SILICON VALLEY, CA – In a shocking revelation that has the tech world buzzing, billionaire CEO Zog Gruntak of CaveCloud admitted to being a time-traveling caveman from the Paleolithic era. The eccentric tech mogul, known for his penchant for animal skins and his aversion to modern clothing, claims he was transported to the present day after a freak lightning strike during a hunting expedition.

“One minute I was chasing a woolly mammoth, the next I was surrounded by these strange metal beasts and hairless ape-creatures,” Gruntak recounted in a rambling press conference held in his lavish cave dwelling. “I thought I had stumbled upon the mythical ‘Valley of the Demons’ our tribal elders warned us about.”

Gruntak’s outlandish claims have sent shockwaves through the scientific community, with experts both baffled and intrigued by his story. Dr. Gertrude Stonehammer, a renowned anthropologist from the University of Bedrock, was among the first to study the self-proclaimed “caveman CEO.”

“At first, we were highly skeptical,” Stonehammer admitted. “But the more we examined Mr. Gruntak, the more his story seemed to hold water. His DNA is an exact match for Homo sapiens from the late Paleolithic period, and his knowledge of primitive tools and hunting techniques is unparalleled.”

Despite his newfound wealth and success in the tech industry, Gruntak claims he still yearns for the simpler life of his ancestors. “I miss rocks,” he lamented, clutching a well-worn stone tool. “Back in my day, if you wanted to smash something, you just picked up a rock and smashed it. None of this complicated ‘app’ nonsense.”

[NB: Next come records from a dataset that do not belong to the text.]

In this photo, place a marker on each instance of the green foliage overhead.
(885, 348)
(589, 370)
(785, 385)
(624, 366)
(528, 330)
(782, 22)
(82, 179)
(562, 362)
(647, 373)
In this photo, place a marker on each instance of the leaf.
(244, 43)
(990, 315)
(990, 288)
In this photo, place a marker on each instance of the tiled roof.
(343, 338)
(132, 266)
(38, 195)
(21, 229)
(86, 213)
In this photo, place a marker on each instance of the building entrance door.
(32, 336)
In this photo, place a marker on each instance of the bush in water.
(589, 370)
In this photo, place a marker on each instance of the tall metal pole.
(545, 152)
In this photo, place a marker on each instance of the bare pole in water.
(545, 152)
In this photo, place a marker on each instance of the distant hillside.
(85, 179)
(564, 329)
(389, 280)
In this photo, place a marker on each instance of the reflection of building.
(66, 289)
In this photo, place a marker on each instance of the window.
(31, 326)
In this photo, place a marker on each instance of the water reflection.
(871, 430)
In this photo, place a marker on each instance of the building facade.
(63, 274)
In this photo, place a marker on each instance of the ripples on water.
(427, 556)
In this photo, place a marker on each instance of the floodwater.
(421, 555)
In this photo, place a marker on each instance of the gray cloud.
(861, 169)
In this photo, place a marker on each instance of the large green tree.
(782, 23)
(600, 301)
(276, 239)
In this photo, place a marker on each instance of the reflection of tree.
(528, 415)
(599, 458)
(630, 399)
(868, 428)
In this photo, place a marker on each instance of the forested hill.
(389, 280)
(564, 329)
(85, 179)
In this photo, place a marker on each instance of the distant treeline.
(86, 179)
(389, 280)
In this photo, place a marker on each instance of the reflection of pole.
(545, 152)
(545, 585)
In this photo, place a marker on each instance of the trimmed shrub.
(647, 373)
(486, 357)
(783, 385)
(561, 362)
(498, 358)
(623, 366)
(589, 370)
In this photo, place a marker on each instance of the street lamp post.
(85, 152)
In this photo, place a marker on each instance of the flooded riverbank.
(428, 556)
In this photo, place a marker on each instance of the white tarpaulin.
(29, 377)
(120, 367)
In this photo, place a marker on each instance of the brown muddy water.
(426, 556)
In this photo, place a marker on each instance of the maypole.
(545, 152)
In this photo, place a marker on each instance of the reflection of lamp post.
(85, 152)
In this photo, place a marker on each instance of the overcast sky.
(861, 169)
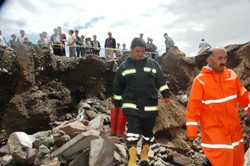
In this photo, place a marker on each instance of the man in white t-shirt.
(2, 42)
(20, 39)
(72, 44)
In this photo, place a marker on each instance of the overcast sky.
(219, 22)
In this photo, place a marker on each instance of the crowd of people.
(79, 45)
(213, 103)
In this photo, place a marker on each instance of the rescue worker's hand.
(167, 100)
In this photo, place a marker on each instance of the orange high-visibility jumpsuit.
(213, 104)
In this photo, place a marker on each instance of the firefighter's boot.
(114, 118)
(132, 155)
(121, 123)
(144, 155)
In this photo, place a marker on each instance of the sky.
(219, 22)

Eyewitnesses report seeing Gruntak wandering the streets of Silicon Valley, clad in a loincloth and carrying a crude spear, attempting to hunt passing vehicles he mistook for woolly mammoths. “He kept yelling something about ‘bringing down a big hairy one for the tribe,'” recalled a shaken Uber driver who narrowly avoided becoming Gruntak’s prey.

As for the future, Gruntak remains tight-lipped about his plans, though he has hinted at a new venture he calls “CaveBook” – a social network for sharing cave paintings and mammoth tracking tips. Regardless of what lies ahead, one thing is certain: the tech world will never look at this caveman CEO the same way again.

The characters and events depicted in this story are entirely fictitious. Any similarity to real persons, living or dead, or to actual events is unintentional and purely coincidental.